Table 3. Computation of the values of skin friction coefficient $(-f^{″}\left(0\right))$, the local Nusselt number $(-{\theta }^{\prime }\left(0\right))$ and the local Sherwood number $-{\varphi }^{\prime }\left(0\right)$ for different values of $Ec$, $Pr$, $R_d$, $Nb$, $Nt$, $Sc$, $\gamma$ when $ϵ=0.1$, $\beta =0.1$, $M=0.1$, $A=0.4$.

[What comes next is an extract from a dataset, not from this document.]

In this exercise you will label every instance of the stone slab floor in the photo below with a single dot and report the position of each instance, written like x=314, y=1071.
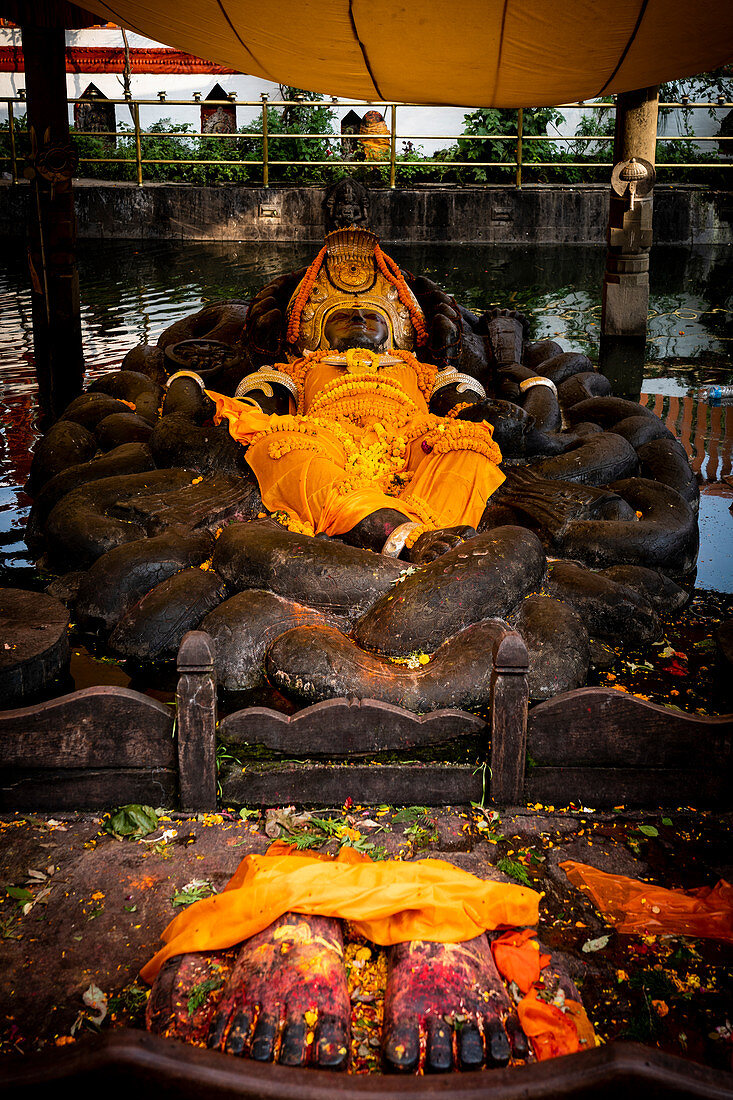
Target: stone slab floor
x=81, y=909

Ec	Pr	${\mathit{R}}_{\mathit{d}}$	Nb	Nt	Sc	$\mathit{\gamma }$	$-{\mathit{f}}^{\prime \prime }\left(0\right)$	$-\left(1+\frac{4}{3}{\mathit{R}}_{\mathit{d}}\right){\mathit{\theta }}^{\prime }\left(0\right)$	$-{\mathit{\varphi }}^{\prime }\left(0\right)$
0.1	0.71	0.1	0.3	0.3	0.6	1.0	1.516610	0.686537	−0.686537
0.3							1.515505	0.574942	−0.574942
0.5							1.514401	0.463533	−0.463533
	1.0						1.519931	0.819431	−0.819431
	2.0						1.526872	1.171820	−1.171820
	3.0						1.530777	1.439856	−1.439856
		1.0					1.510498	0.479179	−0.479179
		1.5					1.508763	0.426789	−0.426789
		2.0					1.507540	0.391166	−0.391166
			0.5				1.516226	0.686539	−0.411924
			0.7				1.516061	0.686540	−0.294231
			0.9				1.515969	0.686540	−0.228846
				0.5			1.517497	0.695090	−1.158483
				0.7			1.518385	0.703747	−1.642076
				0.9			1.519272	0.712507	−2.137521
					0.8		1.516506	0.688506	−0.688506
					1.0		1.516438	0.690138	−0.690138
					1.2		1.516391	0.691529	−0.691528
						2.0	1.516512	0.690097	−0.690097
						3.0	1.516449	0.692653	−0.692653
						4.0	1.516405	0.694631	−0.694631

displays the values the skin friction coefficient $(-f^{″}\left(0\right))$, the local Nusselt number $(-{\theta }^{\prime }\left(0\right))$ and the local Sherwood number $(-{\varphi }^{\prime }\left(0\right))$ for different values of the Eckert number, Prandtl number, thermal radiation parameter, Brownian motion parameter, thermophoresis parameter, Schmidt number and the chemical reaction parameter. It is noted that the $-f^{″}\left(0\right)$ is enhanced when the values of $Pr$ and $Nt$ are increased and is suppressed with increased value of $Ec$, $R_d$, $Nb$, $Sc$ and $\gamma$. The local Nusselt number is an increasing function of $Pr$, $Nt$, $Sc$, and $\gamma$ whilst it decreases when the values of $Ec$, $R_d$ and $Nb$ are increased. It is observed that there is an upsurge in the local Sherwood number with increasing $Pr$, $Nt$, $Sc$ and $\gamma$ whilst an opposite trend is realised when $Ec$, $R_d$ and $Nb$ are increased.

5. Conclusions

An investigation of the flow of a thermomagnetic Maxwell nanofluid flowing past a stretching or shrinking plate in the presence of Ohmic dissipation and Brownian motion was carried out. The governing non-linear partial differential equations were reduced to non-linear ordinary differential equations which were then solved using the Spectral Quasi-Linearization Method. Solution based errors showed that the numerical technique used is very accurate and converges after a few iterations. Results obtained in this study were found to be in agreement with those existing in the literature. The impact of some chosen important physical parameters on the velocity, temperature and concentration boundary layers of the Maxwell nanofluid were discussed in detail. Core points from the study are:

• The velocity distribution increases with an enhancement of the mixed convection parameter whilst it reduces when the values of the magnetic parameter, unsteadiness parameter and the Maxwell parameter are increased;
• Increasing the values of the Eckert number and thermal radiation parameter enhances the temperature profiles whilst the profiles are depressed when the Prandtl number and the thermophoresis parameter are increased;
• The nanoparticle concentration distribution is an increasing function of the thermophoresis parameter and a decreasing function of thermal radiation parameter, Schmidt number and the Brownian motion parameter.